The Toyota Prius might be the poster car for hybrid technology, but the Honda Insight came first to the US market and has a list of achievements that shouldn't be forgotten. It debuted with an EPA rating of 53 mpg combined. Currently, the Prius Prime logs in at 55 mpg. The Prius stole the show, but those ratings are from when the Insight went into production in 1999. To get there, Honda created a lightweight aluminum monocoque chassis reinforced with more aluminum, and its body weight was half as heavy as a three-door Civic of the time. Also, to shave weight off, the original Insight came with aluminum front brake calipers and rear drums, aluminum wheels, and a plastic fuel tank. With the manual transmission option and no air-conditioning, the original Insight comes in at a featherweight 1,878 pounds, lighter than any mass production car available in the US today.

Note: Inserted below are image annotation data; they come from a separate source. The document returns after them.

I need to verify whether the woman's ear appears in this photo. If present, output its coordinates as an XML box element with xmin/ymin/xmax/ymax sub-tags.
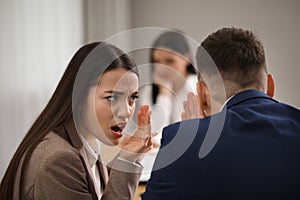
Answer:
<box><xmin>267</xmin><ymin>74</ymin><xmax>275</xmax><ymax>98</ymax></box>
<box><xmin>197</xmin><ymin>81</ymin><xmax>212</xmax><ymax>116</ymax></box>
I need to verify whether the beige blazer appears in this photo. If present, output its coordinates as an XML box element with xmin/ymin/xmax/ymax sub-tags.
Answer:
<box><xmin>14</xmin><ymin>120</ymin><xmax>142</xmax><ymax>200</ymax></box>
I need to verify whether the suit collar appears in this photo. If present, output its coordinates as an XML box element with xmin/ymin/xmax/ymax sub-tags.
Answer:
<box><xmin>226</xmin><ymin>90</ymin><xmax>277</xmax><ymax>108</ymax></box>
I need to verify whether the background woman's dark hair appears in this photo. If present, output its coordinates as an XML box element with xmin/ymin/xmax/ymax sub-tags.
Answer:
<box><xmin>0</xmin><ymin>42</ymin><xmax>138</xmax><ymax>200</ymax></box>
<box><xmin>150</xmin><ymin>30</ymin><xmax>196</xmax><ymax>104</ymax></box>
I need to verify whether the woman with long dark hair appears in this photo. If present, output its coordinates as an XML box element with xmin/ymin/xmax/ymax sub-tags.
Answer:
<box><xmin>141</xmin><ymin>30</ymin><xmax>197</xmax><ymax>143</ymax></box>
<box><xmin>0</xmin><ymin>42</ymin><xmax>152</xmax><ymax>200</ymax></box>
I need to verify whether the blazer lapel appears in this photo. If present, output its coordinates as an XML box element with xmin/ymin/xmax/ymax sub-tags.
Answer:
<box><xmin>79</xmin><ymin>147</ymin><xmax>101</xmax><ymax>199</ymax></box>
<box><xmin>64</xmin><ymin>119</ymin><xmax>101</xmax><ymax>199</ymax></box>
<box><xmin>227</xmin><ymin>90</ymin><xmax>277</xmax><ymax>108</ymax></box>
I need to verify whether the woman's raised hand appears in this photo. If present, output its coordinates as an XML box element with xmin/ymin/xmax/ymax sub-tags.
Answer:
<box><xmin>119</xmin><ymin>105</ymin><xmax>154</xmax><ymax>162</ymax></box>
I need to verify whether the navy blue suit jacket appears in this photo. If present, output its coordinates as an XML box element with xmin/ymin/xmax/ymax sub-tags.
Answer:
<box><xmin>142</xmin><ymin>90</ymin><xmax>300</xmax><ymax>200</ymax></box>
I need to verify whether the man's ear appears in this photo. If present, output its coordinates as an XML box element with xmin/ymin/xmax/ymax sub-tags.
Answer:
<box><xmin>197</xmin><ymin>81</ymin><xmax>212</xmax><ymax>116</ymax></box>
<box><xmin>267</xmin><ymin>74</ymin><xmax>275</xmax><ymax>98</ymax></box>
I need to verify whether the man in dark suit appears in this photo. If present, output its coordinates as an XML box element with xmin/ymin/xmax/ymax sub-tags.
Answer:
<box><xmin>143</xmin><ymin>27</ymin><xmax>300</xmax><ymax>200</ymax></box>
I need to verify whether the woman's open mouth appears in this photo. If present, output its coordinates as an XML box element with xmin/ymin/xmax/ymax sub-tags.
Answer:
<box><xmin>111</xmin><ymin>124</ymin><xmax>126</xmax><ymax>138</ymax></box>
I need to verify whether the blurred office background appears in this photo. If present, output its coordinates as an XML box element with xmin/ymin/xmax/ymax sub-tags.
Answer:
<box><xmin>0</xmin><ymin>0</ymin><xmax>300</xmax><ymax>179</ymax></box>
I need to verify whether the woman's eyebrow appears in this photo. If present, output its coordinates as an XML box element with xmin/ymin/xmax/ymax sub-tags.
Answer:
<box><xmin>104</xmin><ymin>90</ymin><xmax>124</xmax><ymax>95</ymax></box>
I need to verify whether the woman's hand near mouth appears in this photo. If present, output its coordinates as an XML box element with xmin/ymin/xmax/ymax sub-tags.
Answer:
<box><xmin>119</xmin><ymin>105</ymin><xmax>155</xmax><ymax>162</ymax></box>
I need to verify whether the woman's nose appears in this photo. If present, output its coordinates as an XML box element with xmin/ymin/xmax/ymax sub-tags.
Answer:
<box><xmin>116</xmin><ymin>101</ymin><xmax>131</xmax><ymax>119</ymax></box>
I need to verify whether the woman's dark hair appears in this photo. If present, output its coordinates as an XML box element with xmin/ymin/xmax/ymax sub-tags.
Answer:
<box><xmin>150</xmin><ymin>30</ymin><xmax>196</xmax><ymax>104</ymax></box>
<box><xmin>0</xmin><ymin>42</ymin><xmax>138</xmax><ymax>200</ymax></box>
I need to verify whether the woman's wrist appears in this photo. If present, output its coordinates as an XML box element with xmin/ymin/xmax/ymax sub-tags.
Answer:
<box><xmin>159</xmin><ymin>85</ymin><xmax>172</xmax><ymax>96</ymax></box>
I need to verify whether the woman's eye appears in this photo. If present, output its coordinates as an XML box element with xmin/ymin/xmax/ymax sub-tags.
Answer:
<box><xmin>105</xmin><ymin>95</ymin><xmax>118</xmax><ymax>102</ymax></box>
<box><xmin>129</xmin><ymin>95</ymin><xmax>139</xmax><ymax>101</ymax></box>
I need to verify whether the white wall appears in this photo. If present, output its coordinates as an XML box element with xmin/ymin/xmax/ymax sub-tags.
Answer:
<box><xmin>0</xmin><ymin>0</ymin><xmax>131</xmax><ymax>180</ymax></box>
<box><xmin>132</xmin><ymin>0</ymin><xmax>300</xmax><ymax>108</ymax></box>
<box><xmin>0</xmin><ymin>0</ymin><xmax>84</xmax><ymax>179</ymax></box>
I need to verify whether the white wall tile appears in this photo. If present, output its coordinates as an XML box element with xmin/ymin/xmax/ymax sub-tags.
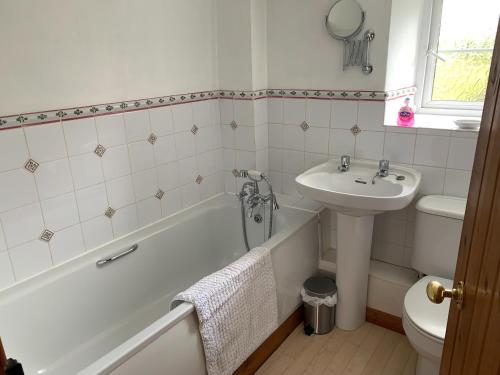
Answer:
<box><xmin>153</xmin><ymin>135</ymin><xmax>177</xmax><ymax>164</ymax></box>
<box><xmin>0</xmin><ymin>203</ymin><xmax>44</xmax><ymax>248</ymax></box>
<box><xmin>253</xmin><ymin>99</ymin><xmax>268</xmax><ymax>125</ymax></box>
<box><xmin>49</xmin><ymin>224</ymin><xmax>85</xmax><ymax>265</ymax></box>
<box><xmin>329</xmin><ymin>129</ymin><xmax>356</xmax><ymax>156</ymax></box>
<box><xmin>444</xmin><ymin>169</ymin><xmax>471</xmax><ymax>198</ymax></box>
<box><xmin>0</xmin><ymin>252</ymin><xmax>15</xmax><ymax>290</ymax></box>
<box><xmin>415</xmin><ymin>135</ymin><xmax>450</xmax><ymax>167</ymax></box>
<box><xmin>175</xmin><ymin>131</ymin><xmax>196</xmax><ymax>159</ymax></box>
<box><xmin>195</xmin><ymin>151</ymin><xmax>216</xmax><ymax>178</ymax></box>
<box><xmin>255</xmin><ymin>125</ymin><xmax>269</xmax><ymax>151</ymax></box>
<box><xmin>171</xmin><ymin>103</ymin><xmax>194</xmax><ymax>133</ymax></box>
<box><xmin>301</xmin><ymin>127</ymin><xmax>330</xmax><ymax>154</ymax></box>
<box><xmin>283</xmin><ymin>125</ymin><xmax>305</xmax><ymax>151</ymax></box>
<box><xmin>283</xmin><ymin>99</ymin><xmax>306</xmax><ymax>125</ymax></box>
<box><xmin>236</xmin><ymin>151</ymin><xmax>257</xmax><ymax>169</ymax></box>
<box><xmin>157</xmin><ymin>161</ymin><xmax>179</xmax><ymax>191</ymax></box>
<box><xmin>358</xmin><ymin>101</ymin><xmax>385</xmax><ymax>131</ymax></box>
<box><xmin>123</xmin><ymin>110</ymin><xmax>151</xmax><ymax>143</ymax></box>
<box><xmin>128</xmin><ymin>141</ymin><xmax>155</xmax><ymax>172</ymax></box>
<box><xmin>111</xmin><ymin>204</ymin><xmax>139</xmax><ymax>238</ymax></box>
<box><xmin>234</xmin><ymin>126</ymin><xmax>255</xmax><ymax>151</ymax></box>
<box><xmin>63</xmin><ymin>117</ymin><xmax>97</xmax><ymax>155</ymax></box>
<box><xmin>267</xmin><ymin>98</ymin><xmax>283</xmax><ymax>124</ymax></box>
<box><xmin>305</xmin><ymin>152</ymin><xmax>328</xmax><ymax>170</ymax></box>
<box><xmin>0</xmin><ymin>221</ymin><xmax>7</xmax><ymax>252</ymax></box>
<box><xmin>194</xmin><ymin>127</ymin><xmax>214</xmax><ymax>154</ymax></box>
<box><xmin>181</xmin><ymin>183</ymin><xmax>201</xmax><ymax>208</ymax></box>
<box><xmin>200</xmin><ymin>175</ymin><xmax>217</xmax><ymax>200</ymax></box>
<box><xmin>191</xmin><ymin>100</ymin><xmax>214</xmax><ymax>128</ymax></box>
<box><xmin>102</xmin><ymin>145</ymin><xmax>131</xmax><ymax>180</ymax></box>
<box><xmin>384</xmin><ymin>132</ymin><xmax>416</xmax><ymax>164</ymax></box>
<box><xmin>222</xmin><ymin>149</ymin><xmax>236</xmax><ymax>171</ymax></box>
<box><xmin>35</xmin><ymin>159</ymin><xmax>74</xmax><ymax>200</ymax></box>
<box><xmin>137</xmin><ymin>197</ymin><xmax>161</xmax><ymax>227</ymax></box>
<box><xmin>330</xmin><ymin>100</ymin><xmax>358</xmax><ymax>129</ymax></box>
<box><xmin>306</xmin><ymin>99</ymin><xmax>332</xmax><ymax>128</ymax></box>
<box><xmin>447</xmin><ymin>137</ymin><xmax>477</xmax><ymax>171</ymax></box>
<box><xmin>0</xmin><ymin>169</ymin><xmax>38</xmax><ymax>212</ymax></box>
<box><xmin>76</xmin><ymin>184</ymin><xmax>109</xmax><ymax>221</ymax></box>
<box><xmin>9</xmin><ymin>240</ymin><xmax>52</xmax><ymax>281</ymax></box>
<box><xmin>269</xmin><ymin>171</ymin><xmax>283</xmax><ymax>193</ymax></box>
<box><xmin>149</xmin><ymin>106</ymin><xmax>174</xmax><ymax>137</ymax></box>
<box><xmin>269</xmin><ymin>148</ymin><xmax>283</xmax><ymax>171</ymax></box>
<box><xmin>283</xmin><ymin>150</ymin><xmax>305</xmax><ymax>174</ymax></box>
<box><xmin>132</xmin><ymin>168</ymin><xmax>158</xmax><ymax>201</ymax></box>
<box><xmin>0</xmin><ymin>129</ymin><xmax>29</xmax><ymax>172</ymax></box>
<box><xmin>413</xmin><ymin>165</ymin><xmax>445</xmax><ymax>195</ymax></box>
<box><xmin>69</xmin><ymin>153</ymin><xmax>104</xmax><ymax>189</ymax></box>
<box><xmin>82</xmin><ymin>215</ymin><xmax>113</xmax><ymax>250</ymax></box>
<box><xmin>179</xmin><ymin>157</ymin><xmax>199</xmax><ymax>185</ymax></box>
<box><xmin>269</xmin><ymin>124</ymin><xmax>283</xmax><ymax>148</ymax></box>
<box><xmin>95</xmin><ymin>113</ymin><xmax>127</xmax><ymax>148</ymax></box>
<box><xmin>219</xmin><ymin>99</ymin><xmax>234</xmax><ymax>125</ymax></box>
<box><xmin>355</xmin><ymin>130</ymin><xmax>385</xmax><ymax>160</ymax></box>
<box><xmin>41</xmin><ymin>192</ymin><xmax>80</xmax><ymax>231</ymax></box>
<box><xmin>107</xmin><ymin>175</ymin><xmax>135</xmax><ymax>212</ymax></box>
<box><xmin>283</xmin><ymin>173</ymin><xmax>300</xmax><ymax>198</ymax></box>
<box><xmin>161</xmin><ymin>189</ymin><xmax>182</xmax><ymax>217</ymax></box>
<box><xmin>233</xmin><ymin>99</ymin><xmax>255</xmax><ymax>126</ymax></box>
<box><xmin>24</xmin><ymin>123</ymin><xmax>67</xmax><ymax>163</ymax></box>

The Volkswagen Touareg has been a low-key option for anyone in the market for a premium midsize crossover since 2002. The platform was developed by Volkswagen as a joint venture to underpin the Porsche Cayenne and stretched to help create the Audi Q7. As a result, the first-generation Touareg had some awesome powerplants available to turn it into a perfect sleeper. You could option a 4.2-liter V8, and between 2005 and 2010, a W12 was also available, making 444 hp and 443 lb-ft of torque. No sales are recorded of the W12 version in the US, but we did get the oddest option - a 5.0-liter V10 TDI engine making just over 300 hp and a massive 553 lb-ft of torque.
To double down on its unlikely hero status, the Touareg went into its second generation in 2010 and, along with the Audi Q8, spawned the Bentley Bentayga and the Lamborghini Urus.
The Suzuki Samurai was and maybe still is, hands down, the most underrated off-roader out in the wild. Sure, taking one off-road is the closest you can come to experiencing how a pea in a tin whistle feels, but its small size and absurd amount of agility let it go places larger, more technically advanced, and more expensive 4x4s couldn't. In 1985 it came to the US with a price tag of just $7,500 for the top trim, powered by a 63-hp 1.3-liter engine. Unfortunately, Consumer Reports rolled one in "routine road conditions," and sales started to plummet. When Suzuki sued, Consumer Reports settled and, as part of the agreement, said, "never intended to imply that the Samurai easily rolls over in routine driving conditions."